Showing posts with label peppers. Show all posts
Showing posts with label peppers. Show all posts

Sunday, July 05, 2015

Spicy green peppers and pineapple stir fry

This sounds easy.  The title said red peppers, but I didn’t see any.  Like many foodie bloggers, she probably uses what’s on hand. Now that I’m getting good at making brown rice, I’ll try this.  I don’t have  a wok, but that won’t matter.  And mine won’t be very spicy.  Recipe at From Scratch.  I added a handful of dried cranberries to freshly cooked green beans the other night, and t was quite good. I think raisins and cranberries make a nice addition to vegetable.s

Ingredients: 1 cup cooked brown rice

2 green bell peppers

1 can pineapple chunks

1/2 white onion

1 handful of raisins

1 cup cooked shrimp (optional)

1 egg

olive oil for cooking

1 tsp. red pepper flakes

2 tsp. soy sauce

1 tsp. sugar

2 tsp. whole wheat flour

Drain your can of pineapple and set the fruit aside.

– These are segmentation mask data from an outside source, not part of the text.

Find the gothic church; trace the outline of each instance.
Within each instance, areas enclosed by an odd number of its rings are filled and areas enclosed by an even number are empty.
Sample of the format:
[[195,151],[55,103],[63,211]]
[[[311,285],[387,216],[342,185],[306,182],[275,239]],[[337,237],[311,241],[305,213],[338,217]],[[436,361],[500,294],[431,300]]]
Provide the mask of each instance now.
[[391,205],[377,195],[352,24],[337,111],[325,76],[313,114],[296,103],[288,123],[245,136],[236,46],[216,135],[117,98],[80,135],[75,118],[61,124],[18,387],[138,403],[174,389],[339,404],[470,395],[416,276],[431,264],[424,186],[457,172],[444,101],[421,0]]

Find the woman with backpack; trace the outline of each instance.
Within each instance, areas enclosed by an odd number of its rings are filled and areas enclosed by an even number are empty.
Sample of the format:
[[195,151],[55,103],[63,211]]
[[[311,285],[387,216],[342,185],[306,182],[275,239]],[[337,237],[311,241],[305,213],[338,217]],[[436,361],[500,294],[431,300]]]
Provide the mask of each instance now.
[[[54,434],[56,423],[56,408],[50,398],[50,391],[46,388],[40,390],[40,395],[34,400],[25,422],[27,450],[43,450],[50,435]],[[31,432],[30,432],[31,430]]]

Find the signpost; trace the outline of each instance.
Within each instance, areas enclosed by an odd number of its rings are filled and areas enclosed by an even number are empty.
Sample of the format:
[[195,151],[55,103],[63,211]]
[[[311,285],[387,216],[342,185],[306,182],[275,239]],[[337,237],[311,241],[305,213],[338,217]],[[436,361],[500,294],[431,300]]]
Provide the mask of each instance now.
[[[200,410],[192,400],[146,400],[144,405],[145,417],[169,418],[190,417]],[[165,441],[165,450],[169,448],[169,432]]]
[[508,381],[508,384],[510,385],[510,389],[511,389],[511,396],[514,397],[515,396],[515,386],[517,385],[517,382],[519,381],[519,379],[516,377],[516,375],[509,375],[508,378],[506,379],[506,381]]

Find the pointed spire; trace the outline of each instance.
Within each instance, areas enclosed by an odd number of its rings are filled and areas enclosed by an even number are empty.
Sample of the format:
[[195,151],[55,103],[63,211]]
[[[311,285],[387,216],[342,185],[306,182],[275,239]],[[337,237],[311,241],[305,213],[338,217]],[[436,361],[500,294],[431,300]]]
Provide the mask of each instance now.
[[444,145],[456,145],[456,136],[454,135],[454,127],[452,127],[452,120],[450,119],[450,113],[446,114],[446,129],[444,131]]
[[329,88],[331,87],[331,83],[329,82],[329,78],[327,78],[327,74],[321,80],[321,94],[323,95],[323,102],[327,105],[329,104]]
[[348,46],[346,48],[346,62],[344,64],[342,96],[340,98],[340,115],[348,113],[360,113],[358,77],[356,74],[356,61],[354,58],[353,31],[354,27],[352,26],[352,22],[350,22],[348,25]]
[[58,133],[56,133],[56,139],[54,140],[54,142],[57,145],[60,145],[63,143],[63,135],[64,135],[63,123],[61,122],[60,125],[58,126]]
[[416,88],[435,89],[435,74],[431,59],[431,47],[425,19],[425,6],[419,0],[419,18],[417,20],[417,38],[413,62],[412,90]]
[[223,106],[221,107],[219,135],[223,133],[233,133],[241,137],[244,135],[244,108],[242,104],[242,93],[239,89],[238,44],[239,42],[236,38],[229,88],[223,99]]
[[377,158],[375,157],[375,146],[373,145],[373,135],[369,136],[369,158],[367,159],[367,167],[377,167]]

In a small sauce pan mix together the pineapple juice, soy sauce, red pepper, sugar and flour. Cook over medium heat until ingredients are fully combined, set aside. Chop up the onion and green peppers. Drizzle some olive oil in a large wok and heat, saute onions. Once onions begin to brown add in the shrimp, pineapple and green peppers. Add in your fully cooked rice. Once rice has had a chance to warm move all wok contents to one side, crack and add in your egg. As it cooks work it into your rice and other ingredients. Now pour your sauce over the entire thing and add raisins. Allow to cook for another 15-20 minutes and serve.

Pineapplestirfry

Wednesday, November 02, 2011

Sautéed Vegetables with Cashews


This looked awfully good when it came via e-mail from The World's Healthiest Foods. The vegetables are several types of peppers, onions and snow peas cooked in a little chicken broth tossed with cashews and a little home made dressing. Love that sort of stuff for lunch. But. When I looked up the nutritional values I found this: 372.28 calories per serving, of which 266.17 calories are from fat. The culprit seems to be the cashews--1 oz. of cashews is 156 calories, of which 112 are from fat. And I don't know about you, but I've NEVER eaten just one ounce of cashews--I'd be better off not to have them in the house where I'd pass the pantry and reach for a handful about 3 p.m. when I get the munchies.

I looked up red, green and yellow peppers, and sliced up you’d have about 25 calories, then grill in olive oil add another 40, the grilled onions for another 35; snow peas about 40. So it looks like if you removed the cashews, you still have a delicious vegetable dish, very colorful, with few fat calories. I'd probably skip the dressing too, because it disguises the flavor of the vegetables.

Monday, August 30, 2010

Bella Stuffed Banana Peppers

The September/October 2010 issue of Lake Erie Living is out with an article about the Lakeside/Marblehead Fall Festival (p.50) on October 9, and a recipe for stuffed banana peppers. I don't think I'd ever used many banana peppers until my son began growing them in his garden, and he's so successful, I decided I needed a recipe, and this one looks pretty simple.

Bella Stuffed Banana Peppers

(Serves 6)
8 to 10 large locally grown (from Phil's garden for me) sweet banana peppers, tops removed and seeds scooped out
1 pound mild or hot Italian sausage, sauteed and drained
1/2 cup freshly shredded provolone cheese
1/2 cup freshly grated pecorino Romano cheese (plus extra for top of casserole) [salty Italian cheese, suitable primarily for grating, made from sheep milk--I had to look it up]
2 or 3 eggs
1/2 cup seasoned Italian bread crumbs
2 cups homemade tomato sauce (he makes that too)
1/4 cup olive oil

Heat oven to 400 degrees. Mix sausage, provolone, pecorino Romano, eggs and bread crumbs together in a bowl (mixture should be moist). Stuff into cavity of banana peppers. Lay peppers flat in a large 13" x 9" casserole dish. Pour tomato sauce over peppers. Drizzle with the olive oil and grate a generous amount of pecorino Romano on top. Cover with foil and bake about 1 hour, until peppers are soft. Serve with a green salad and good crusty bread (he makes that, too) to soak up the sauce.

This recipe is on p. 27, along with "Grilled summer peaches with pound cake." I've never grilled pound cake, but sounds good, too!